Ils l’ont fait. Leur premier titre international de football, après tant d’échecs rageants, souvent injustes. Déjouant tous les pronostics. Défiant la France, chez elle, alors que l’Hexagone était prêt à exulter tout rond, comme en 1984, comme en 1998, comme en 2000. Comme si c’était déjà fait. Incorrigibles Français.

Ils l’ont fait, et j’ai presque réussi à être heureux pour Dominique Silva, mon pote de Montpellier d’origine portugaise, gérant de bars (Le 8, Le Foch). Les Portugais n’ont certes pas livré un beau championnat d’Europe. Trois matchs nuls poussifs en poule, une victoire au bout de la prolongation contre la Croatie, puis aux tirs aux buts face à la Pologne. Un style défensif et âpre, une organisation militaire, un gardien en état de grâce et au final, une victoire aux allures de hold-up, au bout de la nuit dionysienne, au cœur de la région francilienne, qui est aussi la première communauté portugaise du monde.

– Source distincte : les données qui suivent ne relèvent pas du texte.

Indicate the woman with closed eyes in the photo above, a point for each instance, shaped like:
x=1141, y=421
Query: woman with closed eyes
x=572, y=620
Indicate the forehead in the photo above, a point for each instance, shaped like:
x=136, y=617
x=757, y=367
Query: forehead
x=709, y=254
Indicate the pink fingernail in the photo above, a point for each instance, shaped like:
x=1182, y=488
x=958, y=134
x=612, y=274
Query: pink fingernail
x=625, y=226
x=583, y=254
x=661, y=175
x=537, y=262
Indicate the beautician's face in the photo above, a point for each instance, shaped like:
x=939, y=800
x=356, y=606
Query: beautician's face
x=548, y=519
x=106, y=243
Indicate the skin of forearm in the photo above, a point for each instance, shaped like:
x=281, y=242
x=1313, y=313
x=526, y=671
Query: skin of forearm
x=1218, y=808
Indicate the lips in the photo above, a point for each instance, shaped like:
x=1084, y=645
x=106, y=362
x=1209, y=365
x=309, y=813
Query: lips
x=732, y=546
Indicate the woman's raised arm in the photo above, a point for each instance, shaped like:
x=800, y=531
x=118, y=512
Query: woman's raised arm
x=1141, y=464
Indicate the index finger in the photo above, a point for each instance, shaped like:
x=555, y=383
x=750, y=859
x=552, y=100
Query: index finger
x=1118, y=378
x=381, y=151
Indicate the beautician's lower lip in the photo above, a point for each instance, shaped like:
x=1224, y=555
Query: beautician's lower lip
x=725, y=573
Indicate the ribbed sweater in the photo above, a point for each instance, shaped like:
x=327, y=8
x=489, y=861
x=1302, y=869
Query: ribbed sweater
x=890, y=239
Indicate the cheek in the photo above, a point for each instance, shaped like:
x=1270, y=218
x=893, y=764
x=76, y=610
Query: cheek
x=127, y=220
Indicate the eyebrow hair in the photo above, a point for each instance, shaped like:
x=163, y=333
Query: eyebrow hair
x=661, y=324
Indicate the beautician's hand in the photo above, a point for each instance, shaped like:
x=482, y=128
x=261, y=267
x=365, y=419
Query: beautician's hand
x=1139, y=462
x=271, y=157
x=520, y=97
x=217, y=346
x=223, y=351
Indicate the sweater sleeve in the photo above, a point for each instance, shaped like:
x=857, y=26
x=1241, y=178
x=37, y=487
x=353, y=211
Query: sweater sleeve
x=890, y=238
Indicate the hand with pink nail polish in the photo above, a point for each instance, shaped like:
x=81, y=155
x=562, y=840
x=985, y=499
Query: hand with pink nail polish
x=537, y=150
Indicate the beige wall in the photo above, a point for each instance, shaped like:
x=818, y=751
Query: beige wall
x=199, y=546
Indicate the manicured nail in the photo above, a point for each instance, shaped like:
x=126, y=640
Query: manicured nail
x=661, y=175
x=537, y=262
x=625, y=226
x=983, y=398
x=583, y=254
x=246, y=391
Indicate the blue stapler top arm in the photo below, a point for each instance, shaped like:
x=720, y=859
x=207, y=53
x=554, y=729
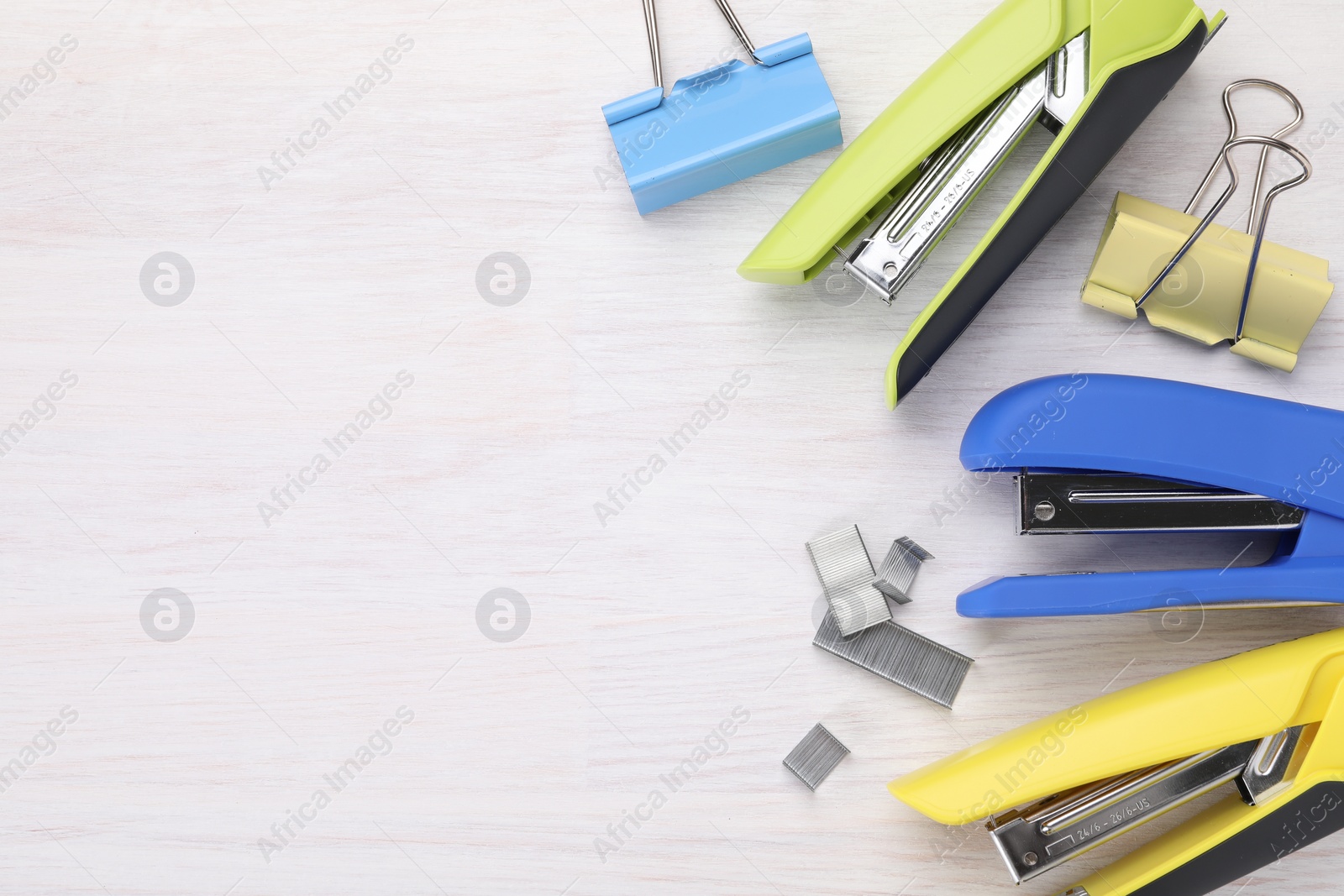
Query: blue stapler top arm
x=1104, y=453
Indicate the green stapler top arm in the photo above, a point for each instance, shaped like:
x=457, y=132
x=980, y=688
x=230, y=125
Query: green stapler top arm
x=1092, y=70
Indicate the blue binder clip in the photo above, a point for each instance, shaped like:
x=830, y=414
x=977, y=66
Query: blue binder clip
x=1102, y=454
x=723, y=123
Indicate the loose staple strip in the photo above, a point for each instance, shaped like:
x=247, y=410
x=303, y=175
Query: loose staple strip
x=902, y=658
x=898, y=570
x=842, y=563
x=816, y=757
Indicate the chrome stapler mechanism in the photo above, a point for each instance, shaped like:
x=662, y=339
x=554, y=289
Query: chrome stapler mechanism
x=1112, y=454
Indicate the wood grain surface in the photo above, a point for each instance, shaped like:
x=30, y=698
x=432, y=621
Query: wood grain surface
x=339, y=634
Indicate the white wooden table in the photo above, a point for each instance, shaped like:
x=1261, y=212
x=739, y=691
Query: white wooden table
x=351, y=604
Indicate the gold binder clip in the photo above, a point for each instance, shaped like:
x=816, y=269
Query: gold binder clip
x=1220, y=284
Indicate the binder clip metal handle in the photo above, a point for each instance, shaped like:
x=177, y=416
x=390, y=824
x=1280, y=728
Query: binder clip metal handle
x=1206, y=275
x=1260, y=217
x=1231, y=134
x=723, y=123
x=651, y=24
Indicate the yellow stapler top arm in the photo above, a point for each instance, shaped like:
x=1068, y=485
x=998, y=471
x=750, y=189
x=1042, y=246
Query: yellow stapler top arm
x=1270, y=719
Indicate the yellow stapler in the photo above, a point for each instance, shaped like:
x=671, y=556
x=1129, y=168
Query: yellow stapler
x=1088, y=70
x=1269, y=721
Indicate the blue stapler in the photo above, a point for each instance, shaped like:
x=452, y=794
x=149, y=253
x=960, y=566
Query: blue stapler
x=1102, y=454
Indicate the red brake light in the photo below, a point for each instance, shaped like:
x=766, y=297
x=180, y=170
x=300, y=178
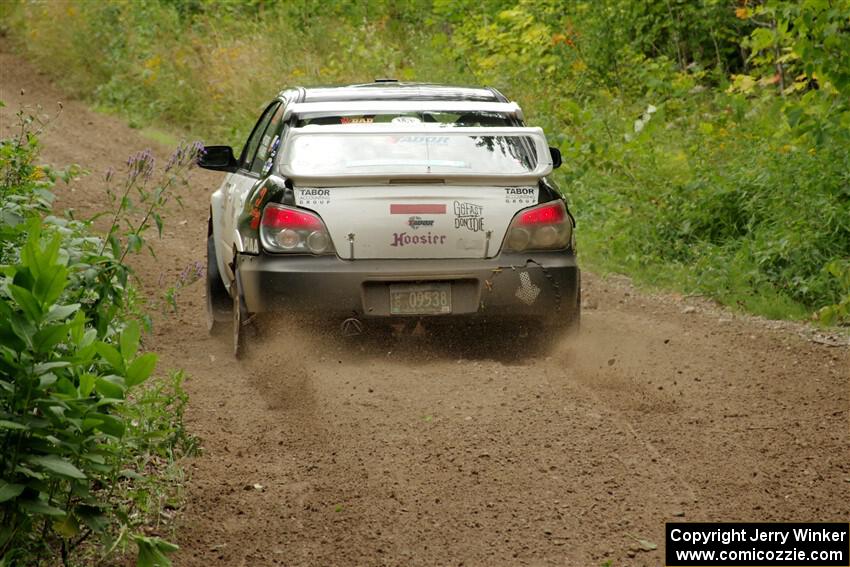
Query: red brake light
x=295, y=231
x=549, y=214
x=544, y=227
x=274, y=217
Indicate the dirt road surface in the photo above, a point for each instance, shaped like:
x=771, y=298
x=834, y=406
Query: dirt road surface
x=451, y=451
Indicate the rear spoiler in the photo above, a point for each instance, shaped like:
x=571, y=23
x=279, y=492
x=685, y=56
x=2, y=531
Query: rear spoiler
x=337, y=108
x=535, y=136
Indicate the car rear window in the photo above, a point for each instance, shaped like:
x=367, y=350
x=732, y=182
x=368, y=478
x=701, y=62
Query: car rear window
x=461, y=119
x=414, y=153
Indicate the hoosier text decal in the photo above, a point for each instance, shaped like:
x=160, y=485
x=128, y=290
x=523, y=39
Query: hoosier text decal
x=468, y=216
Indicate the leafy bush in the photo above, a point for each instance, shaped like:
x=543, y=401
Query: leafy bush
x=80, y=432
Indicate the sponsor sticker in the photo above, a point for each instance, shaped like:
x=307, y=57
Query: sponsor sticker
x=521, y=195
x=469, y=216
x=404, y=239
x=416, y=222
x=314, y=197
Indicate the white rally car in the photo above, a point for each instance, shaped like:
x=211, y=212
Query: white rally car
x=391, y=202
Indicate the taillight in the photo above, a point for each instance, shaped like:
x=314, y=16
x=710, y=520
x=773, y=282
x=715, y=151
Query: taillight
x=285, y=229
x=544, y=227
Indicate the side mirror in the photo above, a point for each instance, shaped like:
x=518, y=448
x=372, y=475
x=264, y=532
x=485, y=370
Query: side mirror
x=218, y=158
x=556, y=157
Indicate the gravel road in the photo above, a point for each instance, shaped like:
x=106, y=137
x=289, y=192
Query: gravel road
x=459, y=450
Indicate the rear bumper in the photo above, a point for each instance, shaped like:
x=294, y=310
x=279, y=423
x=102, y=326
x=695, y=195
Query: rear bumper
x=538, y=285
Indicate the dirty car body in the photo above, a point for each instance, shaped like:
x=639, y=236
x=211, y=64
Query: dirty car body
x=386, y=202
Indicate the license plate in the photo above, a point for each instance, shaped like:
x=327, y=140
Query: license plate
x=420, y=299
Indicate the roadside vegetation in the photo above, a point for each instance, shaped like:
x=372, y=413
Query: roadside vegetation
x=706, y=144
x=90, y=437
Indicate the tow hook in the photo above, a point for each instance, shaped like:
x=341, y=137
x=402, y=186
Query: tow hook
x=351, y=327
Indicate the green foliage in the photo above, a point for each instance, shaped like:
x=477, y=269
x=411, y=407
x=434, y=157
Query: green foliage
x=79, y=426
x=735, y=186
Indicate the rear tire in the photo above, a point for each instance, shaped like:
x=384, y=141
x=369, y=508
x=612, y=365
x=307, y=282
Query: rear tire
x=218, y=301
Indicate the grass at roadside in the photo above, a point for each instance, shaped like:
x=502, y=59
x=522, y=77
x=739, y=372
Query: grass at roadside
x=688, y=164
x=91, y=436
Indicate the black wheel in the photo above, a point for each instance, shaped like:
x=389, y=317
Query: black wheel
x=218, y=300
x=240, y=316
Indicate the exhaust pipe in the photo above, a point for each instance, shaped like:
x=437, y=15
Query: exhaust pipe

Ceux qui ne connaissent pas le football avaient déjà mis le champagne au frais. Toutes les planètes étaient alignées. Les Bleus gagnaient les compétitions qu’ils accueillent : l’Euro 84 avec Platini, le Mondial 98 avec Zidane. « Jamais deux sans trois, chez nous, nous sommes presque invincibles », déclarait le Premier ministre Manuel Valls, avant le match, sur les ondes. Aïe, la phrase à ne pas dire, à même de déclencher tous les vents contraires… Autre argument dans le camp des optimistes : la France était la bête noire des Portugais. Depuis 1984, en effet, les Bleus totalisaient huit victoires et deux nuls face aux Lusitaniens. Parmi elles, trois demi-finales de grandes compétitions (Euro 84 et 2000, Mondial 2006). Le dernier succès de la Seleçao remontait au… 26 avril 1975. Par ailleurs, lors de son Euro 2016, la France affiche la meilleure attaque (13 buts) et le meilleur buteur, également sacré joueur du tournoi (Antoine Griezmann, 6 buts). Et quand, en début de match, le Portugal perd Christiano Ronaldo, son meilleur joueur, sur blessure, on se dit que la partie va virer à la formalité administrative.

Les amateurs de foot savent qu’il n’en est rien. Les Tricolores de Deschamps ont poussé, ont eu des occasions, n’ont pas démérité, dans un match tendu et fermé. Dominer n’est pas gagner. Toutes les tentatives se sont heurtées à Rui Patricio et Pepe, gardien de but et défenseur central du Portugal, tous deux tout à fait invincibles pour le coup. Sauf à la toute dernière minute du temps réglementaire, quand André-Pierre Gignac, entré à la place d’Olivier Giroud à l’avant de l’attaque, trompe enfin leur vigilance, mais son tir s’écrase sur le poteau, avant que le ballon, comme guidé par une main invisible, ne revienne en jeu mais n’échappe à Griezmann. Même si le score était toujours de 0-0, les Dieux du football avaient alors choisi leur vainqueur et leur perdant, et les 22 joueurs l’ont tous senti. Pour trois centimètres, ce maudit ballon rentre et la joie absolue de deux peuples change de camp. Les prolongations furent la suite logique, Eder crucifiant les rêves de nos gosses d’une maître-frappe. Une revanche sur l’histoire, les Portugais ayant perdu « leur » Euro, en finale à Lisbonne en 2004, face à un pays que personne n’attendait (la Grèce), tout comme personne ne les attendait hier soir.

C’est le football. Beau et cruel. On l’aime et on l’aimera pour ça. La France perd sur un ensemble de choses. Manque de fraîcheur physique, match joué avant dans la tête dans un hôtel bunkerisé, équipe un peu jeune encore, médias trop dithyrambiques alors que la prudence s’imposait, portier adverse infranchissable. Un groupe talentueux et sain, mais un poil trop gentil, manquant de vice et de caractère. « Il faut savoir accepter les défaites et en sortir grandis », résume Moussa Sissoko, de loin le meilleur Bleu hier soir. Cap sur la coupe du Monde 2018 en Russie. Pour trois centimètres sur une frappe à la 92ème minute, un soir de 10 juillet 2016, tout le monde dirait qu’on va la gagner.